Your body’s ability to maintain ketosis is dependent upon a lack of dietary carbohydrates. If you consume too many carbs, your body reverts to using glucose for energy, thereby throwing you out of ketosis.
This is why many types of high carb foods, including starchy vegetables like sweet potatoes, are usually considered off-limits on a ketogenic diet.
However, the extent to which a person needs to limit their total carb intake to maintain ketosis can vary.
Most people following a ketogenic diet limit their carb intake to no more than 5–10% of their daily calorie needs, or a maximum of 50 grams of carbs per day (2).
Precisely where you fall on that spectrum depends on how readily your body moves into and out of ketosis.
Keeping your carb intake very low is essential for maintaining ketosis when following a keto diet. This is why many people opt to exclude sweet potatoes from keto meal plans.
A sweet potato is a type of starchy root vegetable that’s often excluded from ketogenic diets because of its naturally high carb content.
However, with proper planning, some people may still be able to successfully incorporate small portions of sweet potato into a keto diet plan.
A medium-sized sweet potato (150 grams) contains a total of 26 grams of carbs. After subtracting the 4 grams that come from fiber, you’re left with a net value of roughly 21 grams of carbs per potato (3).
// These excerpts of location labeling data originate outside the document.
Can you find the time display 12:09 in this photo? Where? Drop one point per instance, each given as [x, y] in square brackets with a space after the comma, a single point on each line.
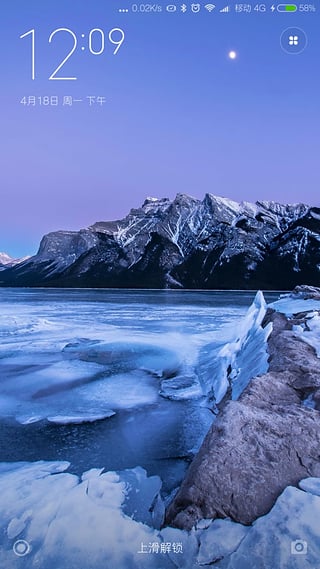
[96, 46]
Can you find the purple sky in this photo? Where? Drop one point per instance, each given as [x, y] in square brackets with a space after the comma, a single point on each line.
[180, 115]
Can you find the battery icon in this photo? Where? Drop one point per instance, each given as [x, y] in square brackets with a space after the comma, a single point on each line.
[287, 8]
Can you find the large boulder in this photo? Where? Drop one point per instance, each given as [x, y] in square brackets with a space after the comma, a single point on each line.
[265, 441]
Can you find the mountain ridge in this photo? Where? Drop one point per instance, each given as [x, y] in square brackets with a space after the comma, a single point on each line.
[183, 243]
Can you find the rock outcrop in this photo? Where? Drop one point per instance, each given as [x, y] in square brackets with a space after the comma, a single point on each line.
[265, 441]
[215, 243]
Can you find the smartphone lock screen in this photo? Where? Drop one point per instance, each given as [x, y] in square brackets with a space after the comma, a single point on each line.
[159, 285]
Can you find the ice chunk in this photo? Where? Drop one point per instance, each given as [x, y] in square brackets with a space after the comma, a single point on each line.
[69, 419]
[235, 363]
[290, 306]
[72, 523]
[221, 539]
[311, 485]
[119, 357]
[181, 387]
[143, 501]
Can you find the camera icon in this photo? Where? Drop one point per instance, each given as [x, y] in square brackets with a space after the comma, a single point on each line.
[299, 547]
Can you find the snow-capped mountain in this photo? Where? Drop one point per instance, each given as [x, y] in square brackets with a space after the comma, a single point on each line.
[183, 243]
[7, 261]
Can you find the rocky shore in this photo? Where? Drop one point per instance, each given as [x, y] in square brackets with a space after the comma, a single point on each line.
[266, 440]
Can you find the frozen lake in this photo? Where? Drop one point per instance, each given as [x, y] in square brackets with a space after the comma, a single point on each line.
[81, 372]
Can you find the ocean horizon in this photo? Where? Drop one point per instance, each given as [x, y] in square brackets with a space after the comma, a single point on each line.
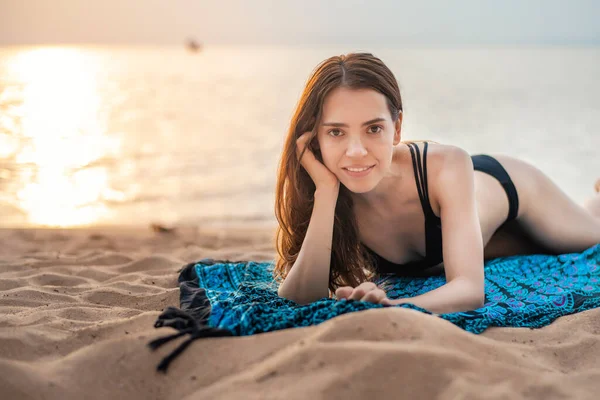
[133, 135]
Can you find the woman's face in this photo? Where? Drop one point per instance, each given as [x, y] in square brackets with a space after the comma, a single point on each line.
[356, 136]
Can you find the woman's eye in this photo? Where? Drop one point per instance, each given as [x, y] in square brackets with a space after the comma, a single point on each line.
[375, 129]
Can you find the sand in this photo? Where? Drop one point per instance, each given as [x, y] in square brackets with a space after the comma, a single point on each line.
[78, 306]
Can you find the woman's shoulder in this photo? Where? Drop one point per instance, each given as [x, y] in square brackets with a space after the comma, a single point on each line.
[445, 163]
[440, 156]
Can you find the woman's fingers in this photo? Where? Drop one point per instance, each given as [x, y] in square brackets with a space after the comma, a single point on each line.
[361, 290]
[374, 296]
[343, 292]
[367, 291]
If you’re on a keto diet that limits you to 50 grams of carbs per day, you could opt to expend approximately 42% of your carbs on a whole sweet potato if you want to.
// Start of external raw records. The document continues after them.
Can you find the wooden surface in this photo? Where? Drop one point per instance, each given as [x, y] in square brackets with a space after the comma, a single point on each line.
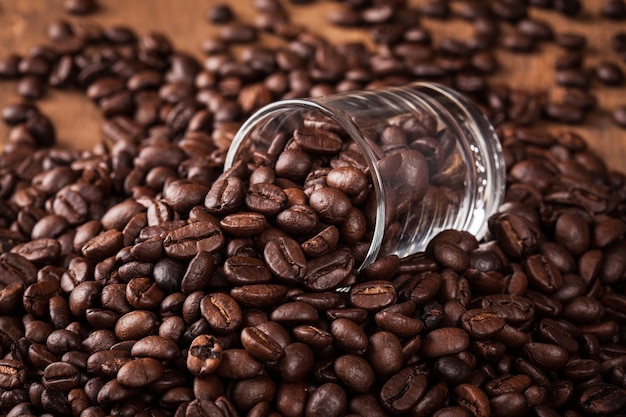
[23, 24]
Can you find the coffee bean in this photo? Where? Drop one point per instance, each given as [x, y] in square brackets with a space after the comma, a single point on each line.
[285, 259]
[546, 356]
[329, 271]
[348, 335]
[374, 295]
[204, 356]
[140, 372]
[260, 344]
[444, 341]
[13, 374]
[80, 7]
[403, 390]
[328, 399]
[472, 398]
[222, 312]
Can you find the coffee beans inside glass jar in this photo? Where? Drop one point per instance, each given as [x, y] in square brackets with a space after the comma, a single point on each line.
[136, 279]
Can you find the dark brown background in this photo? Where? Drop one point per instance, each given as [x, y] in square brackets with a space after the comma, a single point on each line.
[23, 24]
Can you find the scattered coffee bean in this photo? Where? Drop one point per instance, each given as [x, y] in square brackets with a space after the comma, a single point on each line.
[137, 276]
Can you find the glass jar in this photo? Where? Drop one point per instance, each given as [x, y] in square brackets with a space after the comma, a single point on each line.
[431, 160]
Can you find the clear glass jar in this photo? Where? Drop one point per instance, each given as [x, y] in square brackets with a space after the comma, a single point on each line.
[431, 158]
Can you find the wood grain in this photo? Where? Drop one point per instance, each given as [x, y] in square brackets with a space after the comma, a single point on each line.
[23, 24]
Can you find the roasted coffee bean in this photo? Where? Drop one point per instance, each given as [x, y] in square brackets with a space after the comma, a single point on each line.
[349, 336]
[204, 355]
[222, 312]
[285, 259]
[472, 398]
[238, 364]
[80, 7]
[296, 362]
[529, 323]
[140, 372]
[186, 241]
[13, 374]
[403, 390]
[260, 295]
[261, 345]
[444, 341]
[373, 295]
[329, 271]
[482, 323]
[546, 356]
[313, 336]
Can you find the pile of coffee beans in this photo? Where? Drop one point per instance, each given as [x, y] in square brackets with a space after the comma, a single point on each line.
[134, 282]
[306, 175]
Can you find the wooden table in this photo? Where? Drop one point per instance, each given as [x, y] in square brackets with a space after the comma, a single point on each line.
[23, 24]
You may also consider dividing the sweet potato into smaller portions to further reduce your carb intake without having to exclude it from your diet entirely.
That said, if you’re on a diet plan that requires you to stick to a much lower carb limit, even a very small portion of sweet potato could make it considerably more difficult to stay within your allotted carbs for the day.
Ultimately, whether you should include sweet potatoes in your diet depends on your personal carb goals and ability to consistently adhere to the restrictions required for you to maintain ketosis.
Sweet potatoes are fairly high in carbs, but some people may be able to include small portions of them while staying within their keto carb restrictions.
If you decide to include sweet potatoes as part of your keto diet plan, it’s important that you also consider how various preparation methods may affect the total carb content of the final dish.
For instance, sweet potatoes prepared with very high carb ingredients, such as brown sugar, maple syrup, or fruit juices would be inappropriate for a ketogenic diet.
Preparation methods that are more keto-friendly may include thinly slicing and frying them to make sweet potato fries, or roasting them whole and serving them with butter, coconut oil, or melted cheese.
Certain sweet potato preparation methods are not keto-friendly, especially those that utilize high carb ingredients like brown sugar or maple syrup.
Ketogenic diets are characterized by their high fat and very low carb contents.
Sweet potatoes tend to be naturally high in carbs and are typically excluded from keto diet plans because they can make it difficult for many people to maintain ketosis.
That said, you may not have to eliminate sweet potatoes from your diet, as long as you moderate your intake and plan ahead to ensure they don’t cause you to overconsume carbs for the day.
When creating your diet plan, avoid sweet potato preparations that include high carb ingredients like brown sugar or maple syrup.
Instead, opt for higher fat options, such as sweet potato fries or roasted sweet potatoes served with butter or coconut oil.